I know. Elizabeth Gilbert. She wrote Eat, Pray, Love and lots of people think she is terrible. I read that book and it was fun and it made me feel nice on the inside so whatever. It didn’t change my life but it made me feel nice on the inside and honestly who would kick a nice-inside-feeling out of bed in this crazy, mixed-up world? Not I. So Elizabeth Gilbert was on RadioLab (which is a lovely radio show about science and being a human and brains and stuff) and she was talking about inspiration. And I found it inspiring (barf)! I did, though. Anyway. She imagines inspiration like the Greek muse. Like it’s a separate thing. It comes to you when it wants to come to you. And you slave and sweat, working something to death, writing tons of crap all day, so that when inspiration comes it knows you deserve it because you’ve been sweating so much on all this crap you’ve been writing. You deserve a break. So inspiration gives you a break.
The reason I like this is because I get all worked up about writing – especially when starting a new project. I think every new project needs to be the culmination of all the things I value and believe in. It needs to CHANGE THE WORLD. It needs to be my contribution to humanity. Which, holy crap, feeling that way can really stop you before you begin. So I have a new project floating around in my brain and I haven’t started it yet. But I like that I can start it and it doesn’t have to be everything. It doesn’t have to be the entirety of me as a writer and a person.

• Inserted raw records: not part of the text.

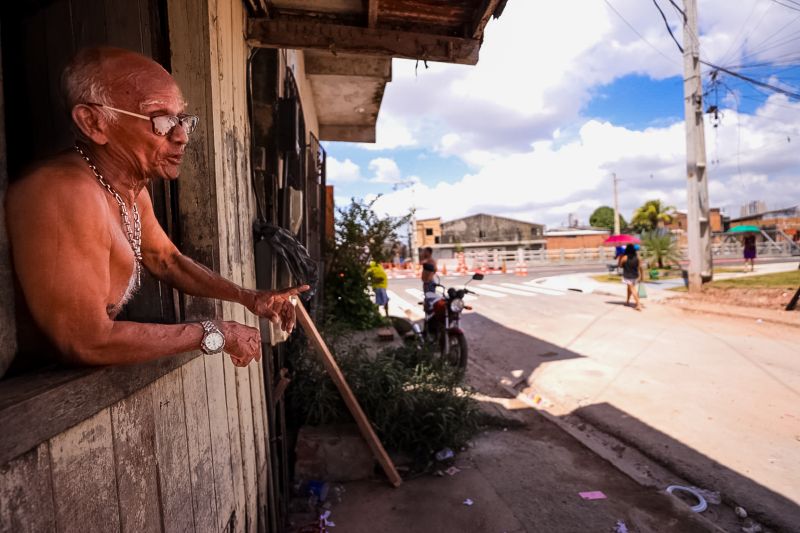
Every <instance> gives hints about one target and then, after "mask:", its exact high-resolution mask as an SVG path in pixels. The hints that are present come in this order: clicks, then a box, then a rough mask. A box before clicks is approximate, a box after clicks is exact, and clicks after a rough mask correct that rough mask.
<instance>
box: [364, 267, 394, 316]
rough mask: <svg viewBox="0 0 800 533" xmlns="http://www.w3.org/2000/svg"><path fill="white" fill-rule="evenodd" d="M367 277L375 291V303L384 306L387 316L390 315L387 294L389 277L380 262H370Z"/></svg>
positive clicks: (388, 315) (388, 281)
mask: <svg viewBox="0 0 800 533" xmlns="http://www.w3.org/2000/svg"><path fill="white" fill-rule="evenodd" d="M367 277H368V278H369V282H370V285H372V290H373V291H374V292H375V305H377V306H378V307H383V310H384V311H385V312H386V317H387V318H388V317H389V295H388V294H386V289H387V288H388V287H389V277H388V276H387V275H386V271H385V270H384V269H383V266H381V264H380V263H376V262H375V261H370V262H369V268H368V269H367Z"/></svg>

It can just be this thing that exists. It came to me in my head and it needs me to write it because it can’t write itself. So I’m just trying to allow it to exist. Inspiration doesn’t mean anything if nobody’s writing it down. I think it will free me up to not have to be a part of the things I write so much. The things I write aren’t me, they are the things that need to be written.
In other news, I have a ten-minute play in the Boston Theatre Marathon! It’s May 22nd at the Boston Center for the Arts. You guys should come. I’m really excited about it.
In other other news, I bought a neti pot today because I have had fucking congestion in my fucking face for like a week and ENOUGH IS ENOUGH. I’ll be sure to chronicle my adventures with the neti pot. I hope I don’t barf everywhere when I try to use it. I bet I’ll barf. At least it will make a good story!